In other words, volunteers can contribute but others get to monetize?

People like you helping people like us help ourselves - Processed World.

4 comments

The idea of competent volunteers contributing is wonderful as a hypothetical, but if such things existed in reasonable numbers then this funding issue would likely be moot in the first place.

The reality is that the PyPy folk (all single-digit-number of them) have fought tooth and nail to keep the project going for well over a decade. I can't begin to imagine how much highly skilled labour has been poured in by such a small concentration, all for little more than praise and repute on a handful of IT forums.

Give them a break

In essence these projects live and die with funding. Donations just aren’t enough to pay the bills for full time developers there isn’t any real alternative.

I wish there was more corporate giving to foundations that could handle this sort of thing but we never built that culture in software unfortunately.

I don’t think it’s fair to frame this negatively at all, really misses the nuance of these situations

I do think he captured it quite well -- that they are leaving it as a community project but only directly monetizing it for some people feels, well, wrong? It might be more neutral if they allocate funds for bounties and let anyone claim them, with the core developers obviously being able to address most bounties the fastest.
Alternatively FOSS generation could pay for their tools instead of expecting free beer everywhere, then such projects wouldn't need these kind of gymnastics.
Imagine that your main source of income is trying to implement something faster than some random person on the internet - that wouldn’t be fun.
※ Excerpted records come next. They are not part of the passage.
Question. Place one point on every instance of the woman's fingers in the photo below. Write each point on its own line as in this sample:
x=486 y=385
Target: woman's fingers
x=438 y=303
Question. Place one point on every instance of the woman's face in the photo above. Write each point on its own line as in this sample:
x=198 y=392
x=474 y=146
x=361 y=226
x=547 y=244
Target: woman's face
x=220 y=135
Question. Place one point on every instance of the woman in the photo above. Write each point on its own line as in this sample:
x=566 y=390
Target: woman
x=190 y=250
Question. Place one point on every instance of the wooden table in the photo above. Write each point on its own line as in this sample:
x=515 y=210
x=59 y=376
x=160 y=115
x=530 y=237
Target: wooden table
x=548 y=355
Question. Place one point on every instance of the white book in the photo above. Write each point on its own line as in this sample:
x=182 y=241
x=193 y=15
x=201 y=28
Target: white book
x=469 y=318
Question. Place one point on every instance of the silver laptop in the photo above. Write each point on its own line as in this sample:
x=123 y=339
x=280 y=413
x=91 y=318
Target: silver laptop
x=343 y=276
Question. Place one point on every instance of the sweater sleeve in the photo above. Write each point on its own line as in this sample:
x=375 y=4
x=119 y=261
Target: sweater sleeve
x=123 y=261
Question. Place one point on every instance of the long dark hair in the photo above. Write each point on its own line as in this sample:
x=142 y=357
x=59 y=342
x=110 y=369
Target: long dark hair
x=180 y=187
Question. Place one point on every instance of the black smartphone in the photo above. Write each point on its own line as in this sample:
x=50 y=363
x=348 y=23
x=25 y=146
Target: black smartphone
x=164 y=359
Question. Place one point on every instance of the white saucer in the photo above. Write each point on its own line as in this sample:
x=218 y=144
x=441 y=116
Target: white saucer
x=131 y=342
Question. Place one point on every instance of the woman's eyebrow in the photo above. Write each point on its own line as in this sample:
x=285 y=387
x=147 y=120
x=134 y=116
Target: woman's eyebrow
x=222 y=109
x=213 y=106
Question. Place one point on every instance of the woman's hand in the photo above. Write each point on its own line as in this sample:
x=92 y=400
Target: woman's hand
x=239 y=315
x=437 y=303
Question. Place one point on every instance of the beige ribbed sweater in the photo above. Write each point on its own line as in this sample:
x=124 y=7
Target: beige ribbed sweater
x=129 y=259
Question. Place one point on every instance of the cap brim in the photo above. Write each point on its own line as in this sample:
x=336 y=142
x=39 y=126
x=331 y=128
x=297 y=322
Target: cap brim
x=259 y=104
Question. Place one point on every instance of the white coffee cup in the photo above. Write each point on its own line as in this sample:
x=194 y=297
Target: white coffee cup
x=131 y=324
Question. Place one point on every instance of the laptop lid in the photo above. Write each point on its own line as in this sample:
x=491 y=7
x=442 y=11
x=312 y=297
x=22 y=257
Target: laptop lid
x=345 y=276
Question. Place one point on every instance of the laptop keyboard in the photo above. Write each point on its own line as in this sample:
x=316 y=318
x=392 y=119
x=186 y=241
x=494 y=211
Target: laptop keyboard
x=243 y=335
What if you work on something but just before you finish someone else submits the same code.

What if their code is bug ridden but gets the bounty, that would be frustrating.
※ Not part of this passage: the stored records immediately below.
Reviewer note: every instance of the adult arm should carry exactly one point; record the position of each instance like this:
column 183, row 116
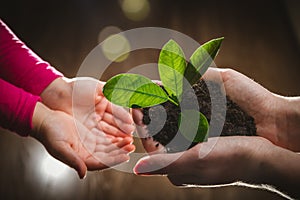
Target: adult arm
column 226, row 160
column 277, row 117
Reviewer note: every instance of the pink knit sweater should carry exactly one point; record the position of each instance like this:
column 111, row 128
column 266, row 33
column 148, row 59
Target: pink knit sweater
column 23, row 77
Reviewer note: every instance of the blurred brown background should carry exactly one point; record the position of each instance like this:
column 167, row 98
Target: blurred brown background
column 262, row 40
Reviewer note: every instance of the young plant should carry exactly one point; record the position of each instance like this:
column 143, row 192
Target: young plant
column 137, row 91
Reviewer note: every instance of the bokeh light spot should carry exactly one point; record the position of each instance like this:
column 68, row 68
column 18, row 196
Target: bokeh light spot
column 108, row 31
column 116, row 48
column 135, row 10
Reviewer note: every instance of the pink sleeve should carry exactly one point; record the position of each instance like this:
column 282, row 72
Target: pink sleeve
column 22, row 67
column 16, row 108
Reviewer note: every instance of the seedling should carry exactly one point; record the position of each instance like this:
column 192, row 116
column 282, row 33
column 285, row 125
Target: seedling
column 137, row 91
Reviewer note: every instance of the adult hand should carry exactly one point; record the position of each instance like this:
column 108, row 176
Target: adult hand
column 277, row 118
column 225, row 160
column 71, row 142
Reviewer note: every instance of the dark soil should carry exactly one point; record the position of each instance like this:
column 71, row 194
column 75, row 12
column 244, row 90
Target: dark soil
column 162, row 122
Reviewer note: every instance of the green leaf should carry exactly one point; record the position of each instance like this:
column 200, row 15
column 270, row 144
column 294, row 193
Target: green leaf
column 133, row 90
column 193, row 125
column 201, row 60
column 171, row 67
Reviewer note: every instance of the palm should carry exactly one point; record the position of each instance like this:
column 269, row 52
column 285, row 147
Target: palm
column 71, row 142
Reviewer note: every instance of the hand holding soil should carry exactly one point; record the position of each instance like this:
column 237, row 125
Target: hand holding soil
column 250, row 159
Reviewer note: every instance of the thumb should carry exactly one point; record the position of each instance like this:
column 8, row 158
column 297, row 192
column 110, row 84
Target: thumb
column 158, row 164
column 69, row 157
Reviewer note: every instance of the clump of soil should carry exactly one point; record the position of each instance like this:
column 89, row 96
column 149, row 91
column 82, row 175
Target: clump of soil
column 162, row 122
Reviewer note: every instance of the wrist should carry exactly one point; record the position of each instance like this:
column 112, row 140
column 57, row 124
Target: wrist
column 40, row 113
column 288, row 122
column 58, row 95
No need for it to feel wrong

There are a few people who basically run PyPy development. They can do as they please. It's open source, so if you're so against it, you can make a "nobody profits" fork. Most outside contributions to open source projects are made by people who wanted to scratch an itch & then let the existing maintainers maintain that improvement. Their reward is the great software. This is still there so long as PyPy commits to remaining freely available

Commercializing the project proper seems incorrect. If they want to take on consulting due to their experience that seems far better.

I never said nobody can make money.

Enough said: "nobody profits" fork is the solution. /s
To add some substance, I used to have PyPy commit ability. I also have contributed almost no code to PyPy. This isn't for lack of wanting; my project has produced several interesting RPython modules which could plausibly be shared with other folks. It's because PyPy's core contributors, the dozen or so post-academic compiler engineers, are incredibly prolific and skilled compared to the rest of the contributor base. They outproduce me. Compare: One person implemented PyPy's massive-subset-of-Python typechecker, one person produced Nuitka's broken typechecker, and a small community team produced MyPy's conservative typechecker. The PyPy version's by far the best, including translation to C and a JIT generator and allowing nearly any sort of codegen to a high-level GC'd Java-like data model.

The tragedy is that the Python ecosystem broadly doesn't use PyPy and doesn't contribute much to it, neither code nor cash. Our compiler engineers are just as good as the folks working on CPython (and there's some overlap), but don't enjoy the powerful deep-pocketed corporate support.

I imagine companies have made at least millions from using PyPy. And the core developers have not seen much of that monetization.